Strings and dates

Day 3, A

Michael C Sachs

Basic string stuff

Special characters

  • Strings are enclosed in single or double quotes
  • “\” is treated as an “escape character” in strings, meaning whatever comes after it is treated as special, e.g., “\n” for newline, “\t” for tab
  • To get quotes inside quotes, you can
    • mix single and double: "'Woof', he barked"
    • escape with backslash: "\"Woof\", he barked"
  • To get a backslash, you need to escape the backslash: "\\"

Combining strings

You know about paste and paste0. I like to use sprintf(<format>, ...)

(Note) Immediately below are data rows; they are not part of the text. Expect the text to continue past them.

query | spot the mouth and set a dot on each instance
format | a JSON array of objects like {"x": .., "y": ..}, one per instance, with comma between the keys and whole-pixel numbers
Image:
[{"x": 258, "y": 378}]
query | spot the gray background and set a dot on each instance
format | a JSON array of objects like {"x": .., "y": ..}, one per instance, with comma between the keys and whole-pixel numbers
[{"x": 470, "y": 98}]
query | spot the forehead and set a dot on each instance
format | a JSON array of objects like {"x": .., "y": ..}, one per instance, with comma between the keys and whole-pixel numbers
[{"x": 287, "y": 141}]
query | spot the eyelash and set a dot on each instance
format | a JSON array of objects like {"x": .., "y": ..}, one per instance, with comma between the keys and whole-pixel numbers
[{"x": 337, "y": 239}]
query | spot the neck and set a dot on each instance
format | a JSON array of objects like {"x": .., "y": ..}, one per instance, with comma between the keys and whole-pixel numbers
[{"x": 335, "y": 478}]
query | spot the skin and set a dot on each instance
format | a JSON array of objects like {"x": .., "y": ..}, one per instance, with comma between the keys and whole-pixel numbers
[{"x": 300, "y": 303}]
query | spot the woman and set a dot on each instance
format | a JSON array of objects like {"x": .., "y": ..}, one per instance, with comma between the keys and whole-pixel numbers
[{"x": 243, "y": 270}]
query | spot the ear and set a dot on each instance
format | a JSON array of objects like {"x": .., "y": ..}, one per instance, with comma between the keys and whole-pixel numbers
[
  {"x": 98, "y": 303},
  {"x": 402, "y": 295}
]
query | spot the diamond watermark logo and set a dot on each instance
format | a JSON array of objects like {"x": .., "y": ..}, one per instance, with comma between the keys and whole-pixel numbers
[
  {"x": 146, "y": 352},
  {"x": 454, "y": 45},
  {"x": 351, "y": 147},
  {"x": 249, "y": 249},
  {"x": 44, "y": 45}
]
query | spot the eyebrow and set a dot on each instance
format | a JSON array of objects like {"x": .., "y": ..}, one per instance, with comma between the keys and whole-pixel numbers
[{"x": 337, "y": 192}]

The format contains special characters starting with “%” to determine how the character should look, and data passed to the ... gets inserted into the format:

library(palmerpenguins)
sprintf("mean and sd of %s: %.2f (%.2f)", "bill depth (mm)", 
        mean(penguins$bill_depth_mm, na.rm = TRUE), 
        sd(penguins$bill_depth_mm, na.rm = TRUE))
[1] "mean and sd of bill depth (mm): 17.15 (1.97)"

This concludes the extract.